Bus Stop Locations
Providing bus stops on new or existing routes requires additional capital and operating costs for each stop and increases travel time for customers. Therefore, planning bus stop locations should consider the following factors to determine if a bus stop is warranted:
- Improves service quality and reliability
- Maximizes access to high-frequency transit
- Strengthens intermodal connections
- Aligns with existing or emerging employment, education and other community related services
- ADAAmericans with Disabilities Act accessibility between the service point and the passenger destinations / generators
Bus Stop Spacing and Positioning
Bus stops are spaced to balance accessibility reliability. Close spacing of bus stops shortens walk distance for passengers, but increases transit trip time due to more stops and starts by the buses.
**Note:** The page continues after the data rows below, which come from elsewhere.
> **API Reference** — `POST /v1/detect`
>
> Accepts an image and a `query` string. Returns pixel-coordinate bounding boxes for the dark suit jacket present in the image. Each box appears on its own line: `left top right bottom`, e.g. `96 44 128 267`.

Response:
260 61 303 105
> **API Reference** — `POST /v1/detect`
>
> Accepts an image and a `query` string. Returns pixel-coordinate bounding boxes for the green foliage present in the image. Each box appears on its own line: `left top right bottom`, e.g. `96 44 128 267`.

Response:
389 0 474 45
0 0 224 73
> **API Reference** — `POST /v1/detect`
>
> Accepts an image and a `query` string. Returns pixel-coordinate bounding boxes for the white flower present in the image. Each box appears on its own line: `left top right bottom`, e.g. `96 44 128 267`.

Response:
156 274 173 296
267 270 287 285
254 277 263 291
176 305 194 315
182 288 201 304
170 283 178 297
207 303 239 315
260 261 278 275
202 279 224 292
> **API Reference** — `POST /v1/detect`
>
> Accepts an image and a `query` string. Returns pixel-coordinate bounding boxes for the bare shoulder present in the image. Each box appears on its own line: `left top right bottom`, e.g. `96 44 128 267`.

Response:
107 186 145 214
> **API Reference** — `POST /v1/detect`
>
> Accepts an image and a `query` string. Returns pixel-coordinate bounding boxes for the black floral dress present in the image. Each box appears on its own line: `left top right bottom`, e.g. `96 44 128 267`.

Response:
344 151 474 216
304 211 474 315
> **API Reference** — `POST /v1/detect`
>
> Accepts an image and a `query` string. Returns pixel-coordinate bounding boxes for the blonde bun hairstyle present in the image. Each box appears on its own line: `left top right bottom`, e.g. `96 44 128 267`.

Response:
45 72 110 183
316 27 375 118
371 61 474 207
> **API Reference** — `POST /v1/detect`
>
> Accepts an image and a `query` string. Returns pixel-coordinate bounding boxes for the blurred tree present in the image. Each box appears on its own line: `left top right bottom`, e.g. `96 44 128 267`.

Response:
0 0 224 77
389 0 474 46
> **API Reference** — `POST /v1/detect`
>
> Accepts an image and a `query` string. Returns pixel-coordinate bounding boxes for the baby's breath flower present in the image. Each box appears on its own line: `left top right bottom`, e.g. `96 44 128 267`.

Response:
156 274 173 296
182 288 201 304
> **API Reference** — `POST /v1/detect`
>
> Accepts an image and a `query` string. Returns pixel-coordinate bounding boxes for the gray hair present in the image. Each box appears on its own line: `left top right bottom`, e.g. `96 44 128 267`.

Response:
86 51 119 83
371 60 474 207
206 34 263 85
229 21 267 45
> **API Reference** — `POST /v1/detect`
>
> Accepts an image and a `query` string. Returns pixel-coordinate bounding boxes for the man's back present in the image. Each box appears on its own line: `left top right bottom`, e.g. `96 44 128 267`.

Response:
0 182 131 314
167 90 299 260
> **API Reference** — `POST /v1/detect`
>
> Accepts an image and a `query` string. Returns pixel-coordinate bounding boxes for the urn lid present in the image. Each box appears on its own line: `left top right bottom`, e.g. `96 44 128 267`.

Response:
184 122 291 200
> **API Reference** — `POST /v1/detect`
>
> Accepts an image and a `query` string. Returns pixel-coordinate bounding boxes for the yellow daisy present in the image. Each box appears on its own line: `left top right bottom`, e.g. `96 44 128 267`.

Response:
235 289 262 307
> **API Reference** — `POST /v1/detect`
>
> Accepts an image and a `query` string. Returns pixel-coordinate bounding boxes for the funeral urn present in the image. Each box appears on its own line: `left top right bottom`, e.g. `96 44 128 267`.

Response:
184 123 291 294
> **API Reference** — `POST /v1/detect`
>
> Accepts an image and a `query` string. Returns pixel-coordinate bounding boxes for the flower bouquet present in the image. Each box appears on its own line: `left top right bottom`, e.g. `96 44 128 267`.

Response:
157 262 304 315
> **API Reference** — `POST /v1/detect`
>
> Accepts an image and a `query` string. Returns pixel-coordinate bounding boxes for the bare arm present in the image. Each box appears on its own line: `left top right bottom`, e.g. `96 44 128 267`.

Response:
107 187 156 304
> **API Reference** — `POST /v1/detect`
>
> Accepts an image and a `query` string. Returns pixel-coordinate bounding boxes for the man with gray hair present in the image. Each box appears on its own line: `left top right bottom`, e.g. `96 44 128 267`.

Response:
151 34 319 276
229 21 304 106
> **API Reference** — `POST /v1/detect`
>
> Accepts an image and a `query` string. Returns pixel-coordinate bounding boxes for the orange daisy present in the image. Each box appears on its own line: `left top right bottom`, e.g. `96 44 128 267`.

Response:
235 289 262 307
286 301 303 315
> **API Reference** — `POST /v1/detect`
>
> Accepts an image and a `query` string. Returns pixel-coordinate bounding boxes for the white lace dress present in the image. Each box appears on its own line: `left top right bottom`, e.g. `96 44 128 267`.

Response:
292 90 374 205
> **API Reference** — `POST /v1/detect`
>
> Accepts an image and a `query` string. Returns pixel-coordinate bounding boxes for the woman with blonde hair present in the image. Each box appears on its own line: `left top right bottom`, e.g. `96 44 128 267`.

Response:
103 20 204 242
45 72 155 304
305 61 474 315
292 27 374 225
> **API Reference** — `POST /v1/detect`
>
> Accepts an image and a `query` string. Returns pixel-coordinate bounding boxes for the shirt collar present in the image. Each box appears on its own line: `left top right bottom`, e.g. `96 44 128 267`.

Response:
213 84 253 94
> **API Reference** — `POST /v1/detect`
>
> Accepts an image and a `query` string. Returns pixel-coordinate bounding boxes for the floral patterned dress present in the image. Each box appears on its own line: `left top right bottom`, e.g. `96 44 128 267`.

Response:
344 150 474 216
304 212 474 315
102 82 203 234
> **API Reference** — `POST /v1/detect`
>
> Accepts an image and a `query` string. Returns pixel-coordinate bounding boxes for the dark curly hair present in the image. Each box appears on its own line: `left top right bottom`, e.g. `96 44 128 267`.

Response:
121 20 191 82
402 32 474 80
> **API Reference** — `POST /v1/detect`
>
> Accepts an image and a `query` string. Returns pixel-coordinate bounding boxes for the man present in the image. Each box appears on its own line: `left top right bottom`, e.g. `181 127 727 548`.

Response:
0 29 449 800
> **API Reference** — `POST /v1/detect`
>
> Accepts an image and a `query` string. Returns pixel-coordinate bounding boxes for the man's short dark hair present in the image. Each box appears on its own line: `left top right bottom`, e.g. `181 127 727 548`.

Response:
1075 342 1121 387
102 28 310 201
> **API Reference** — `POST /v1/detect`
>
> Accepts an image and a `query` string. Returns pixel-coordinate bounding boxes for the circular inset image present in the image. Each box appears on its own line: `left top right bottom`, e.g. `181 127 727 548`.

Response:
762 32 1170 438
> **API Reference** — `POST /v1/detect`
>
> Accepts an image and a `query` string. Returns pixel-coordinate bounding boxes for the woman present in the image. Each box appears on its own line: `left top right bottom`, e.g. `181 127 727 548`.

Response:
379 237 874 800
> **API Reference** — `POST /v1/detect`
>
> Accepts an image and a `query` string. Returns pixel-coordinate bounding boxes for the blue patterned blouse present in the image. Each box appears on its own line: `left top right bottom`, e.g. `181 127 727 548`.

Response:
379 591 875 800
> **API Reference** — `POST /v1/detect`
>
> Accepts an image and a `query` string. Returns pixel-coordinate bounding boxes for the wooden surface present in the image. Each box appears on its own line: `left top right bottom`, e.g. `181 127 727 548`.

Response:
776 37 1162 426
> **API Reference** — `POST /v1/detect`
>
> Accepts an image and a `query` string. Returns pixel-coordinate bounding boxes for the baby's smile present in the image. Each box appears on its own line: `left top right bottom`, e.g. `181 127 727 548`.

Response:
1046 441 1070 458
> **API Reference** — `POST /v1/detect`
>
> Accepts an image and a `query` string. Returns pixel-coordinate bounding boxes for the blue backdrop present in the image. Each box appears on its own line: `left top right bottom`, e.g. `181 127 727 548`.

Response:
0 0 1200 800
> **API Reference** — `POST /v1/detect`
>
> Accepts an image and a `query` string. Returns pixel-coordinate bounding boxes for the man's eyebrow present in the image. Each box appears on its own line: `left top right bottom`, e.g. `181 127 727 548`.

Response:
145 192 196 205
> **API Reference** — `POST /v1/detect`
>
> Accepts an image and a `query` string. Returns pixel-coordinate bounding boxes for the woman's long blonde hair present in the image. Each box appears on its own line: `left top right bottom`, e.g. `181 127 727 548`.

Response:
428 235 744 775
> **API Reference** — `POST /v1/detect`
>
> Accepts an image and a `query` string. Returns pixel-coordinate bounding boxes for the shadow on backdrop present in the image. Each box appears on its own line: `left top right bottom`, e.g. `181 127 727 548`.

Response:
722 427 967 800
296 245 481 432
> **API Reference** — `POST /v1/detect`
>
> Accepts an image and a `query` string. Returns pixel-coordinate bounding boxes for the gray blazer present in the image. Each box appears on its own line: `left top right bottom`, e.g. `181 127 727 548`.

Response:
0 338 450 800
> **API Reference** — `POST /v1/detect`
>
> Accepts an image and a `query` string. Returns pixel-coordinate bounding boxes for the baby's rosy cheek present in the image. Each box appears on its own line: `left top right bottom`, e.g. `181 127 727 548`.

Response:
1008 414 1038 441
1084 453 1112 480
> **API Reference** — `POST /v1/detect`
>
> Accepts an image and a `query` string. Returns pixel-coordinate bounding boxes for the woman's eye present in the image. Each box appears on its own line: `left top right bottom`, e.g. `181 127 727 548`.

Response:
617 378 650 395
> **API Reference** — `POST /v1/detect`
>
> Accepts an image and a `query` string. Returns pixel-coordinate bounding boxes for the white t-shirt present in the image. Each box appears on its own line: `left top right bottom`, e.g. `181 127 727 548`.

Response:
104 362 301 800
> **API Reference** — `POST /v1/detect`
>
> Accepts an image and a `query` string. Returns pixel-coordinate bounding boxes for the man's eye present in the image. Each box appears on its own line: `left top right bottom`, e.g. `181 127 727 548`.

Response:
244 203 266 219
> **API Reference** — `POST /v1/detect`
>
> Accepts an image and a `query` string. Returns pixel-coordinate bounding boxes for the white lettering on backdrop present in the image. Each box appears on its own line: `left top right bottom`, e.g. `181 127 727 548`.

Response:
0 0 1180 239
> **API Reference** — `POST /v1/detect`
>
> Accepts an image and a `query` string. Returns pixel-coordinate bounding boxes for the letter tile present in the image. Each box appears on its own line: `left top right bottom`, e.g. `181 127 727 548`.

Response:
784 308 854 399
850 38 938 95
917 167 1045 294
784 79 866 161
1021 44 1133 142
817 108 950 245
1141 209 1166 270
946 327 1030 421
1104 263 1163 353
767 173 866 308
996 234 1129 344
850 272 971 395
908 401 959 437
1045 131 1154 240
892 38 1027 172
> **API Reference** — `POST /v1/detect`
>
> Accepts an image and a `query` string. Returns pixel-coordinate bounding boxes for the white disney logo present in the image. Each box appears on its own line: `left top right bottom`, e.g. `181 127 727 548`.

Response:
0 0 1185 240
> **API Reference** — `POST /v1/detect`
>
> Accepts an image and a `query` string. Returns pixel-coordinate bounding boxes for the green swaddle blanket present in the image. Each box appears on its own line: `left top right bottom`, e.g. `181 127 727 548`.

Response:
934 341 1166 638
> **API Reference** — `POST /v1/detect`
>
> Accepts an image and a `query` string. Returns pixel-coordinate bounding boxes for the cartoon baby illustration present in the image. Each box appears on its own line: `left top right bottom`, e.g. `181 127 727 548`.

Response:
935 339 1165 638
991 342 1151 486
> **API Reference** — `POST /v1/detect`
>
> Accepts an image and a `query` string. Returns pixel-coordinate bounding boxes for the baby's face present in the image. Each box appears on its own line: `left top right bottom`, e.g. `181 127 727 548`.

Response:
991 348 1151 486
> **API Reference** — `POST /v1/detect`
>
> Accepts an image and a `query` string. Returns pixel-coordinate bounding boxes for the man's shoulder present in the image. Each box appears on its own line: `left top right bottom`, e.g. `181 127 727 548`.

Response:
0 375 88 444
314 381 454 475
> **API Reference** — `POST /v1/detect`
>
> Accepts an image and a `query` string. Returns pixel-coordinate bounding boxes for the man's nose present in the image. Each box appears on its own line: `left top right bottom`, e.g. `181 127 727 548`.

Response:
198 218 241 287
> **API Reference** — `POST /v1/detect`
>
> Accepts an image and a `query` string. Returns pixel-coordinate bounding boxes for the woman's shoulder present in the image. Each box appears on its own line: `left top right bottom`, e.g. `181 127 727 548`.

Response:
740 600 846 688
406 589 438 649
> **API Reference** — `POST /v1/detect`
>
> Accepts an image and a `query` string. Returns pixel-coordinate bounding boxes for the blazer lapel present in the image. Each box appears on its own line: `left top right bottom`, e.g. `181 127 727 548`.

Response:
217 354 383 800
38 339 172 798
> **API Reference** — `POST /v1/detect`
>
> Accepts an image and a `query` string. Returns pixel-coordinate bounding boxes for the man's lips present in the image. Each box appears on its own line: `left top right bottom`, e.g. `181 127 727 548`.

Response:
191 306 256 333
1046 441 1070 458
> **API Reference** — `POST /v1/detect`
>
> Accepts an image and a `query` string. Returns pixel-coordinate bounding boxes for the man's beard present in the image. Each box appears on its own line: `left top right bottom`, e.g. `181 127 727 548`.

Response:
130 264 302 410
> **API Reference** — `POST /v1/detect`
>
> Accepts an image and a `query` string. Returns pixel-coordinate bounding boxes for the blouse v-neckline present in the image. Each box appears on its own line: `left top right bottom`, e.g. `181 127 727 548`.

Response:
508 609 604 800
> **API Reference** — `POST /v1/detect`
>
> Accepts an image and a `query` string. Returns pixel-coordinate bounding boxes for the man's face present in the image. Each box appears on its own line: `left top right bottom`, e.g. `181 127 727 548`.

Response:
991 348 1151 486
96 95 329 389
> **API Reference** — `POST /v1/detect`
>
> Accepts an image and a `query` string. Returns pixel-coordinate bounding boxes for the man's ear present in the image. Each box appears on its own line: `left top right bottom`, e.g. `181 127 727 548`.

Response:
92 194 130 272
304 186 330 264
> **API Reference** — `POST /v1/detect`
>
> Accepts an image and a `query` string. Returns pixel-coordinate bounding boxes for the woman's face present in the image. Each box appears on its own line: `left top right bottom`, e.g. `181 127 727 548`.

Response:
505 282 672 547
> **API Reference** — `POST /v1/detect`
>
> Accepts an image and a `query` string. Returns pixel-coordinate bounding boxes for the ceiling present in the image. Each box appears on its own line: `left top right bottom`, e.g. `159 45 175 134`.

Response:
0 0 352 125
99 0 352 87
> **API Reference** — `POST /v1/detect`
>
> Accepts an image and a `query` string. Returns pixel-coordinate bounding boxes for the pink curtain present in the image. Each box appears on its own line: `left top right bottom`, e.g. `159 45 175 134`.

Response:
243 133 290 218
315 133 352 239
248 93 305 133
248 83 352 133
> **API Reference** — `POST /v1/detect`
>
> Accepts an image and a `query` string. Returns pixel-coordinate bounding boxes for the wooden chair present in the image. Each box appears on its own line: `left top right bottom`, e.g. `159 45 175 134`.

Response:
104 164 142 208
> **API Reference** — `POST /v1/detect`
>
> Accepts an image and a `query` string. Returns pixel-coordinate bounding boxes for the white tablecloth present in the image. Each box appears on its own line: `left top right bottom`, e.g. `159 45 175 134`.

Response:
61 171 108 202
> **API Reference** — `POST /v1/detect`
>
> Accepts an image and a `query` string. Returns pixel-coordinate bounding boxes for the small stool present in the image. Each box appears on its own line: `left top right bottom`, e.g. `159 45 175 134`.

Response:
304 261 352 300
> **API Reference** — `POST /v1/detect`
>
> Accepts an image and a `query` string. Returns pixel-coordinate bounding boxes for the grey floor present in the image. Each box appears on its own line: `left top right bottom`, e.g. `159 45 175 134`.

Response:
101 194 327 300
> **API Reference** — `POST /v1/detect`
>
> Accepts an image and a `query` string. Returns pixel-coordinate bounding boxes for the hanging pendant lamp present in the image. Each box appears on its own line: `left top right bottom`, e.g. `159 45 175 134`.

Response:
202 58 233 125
Bus stops are usually placed at major intersections, transfer points, and major passenger generators.
Unless dictated by the Bus Stop Locations factors above, the minimum distance between bus stops varies according to the service type:
- Closer bus stop spacing (1/4 mile or less) is appropriate where adjacent land uses and population/employment densities warrant
- In lower density residential and commercial areas, bus stop spacing should be no greater than ½ mile distance between stops
- Pedestrian elements such as sidewalks, curb ramps, and lighting may dictate bus stop spacing along a corridor
- Topography as stops may be placed closer together uphill versus downhill
- For suburban-suburban or suburban-urban express bus routes, the only bus stop spacing needed is in the distribution portion of the route. Distribution stops should generally be spaced about every 2 to 3 blocks in major activity centers or where demand warrants (major ridership generators).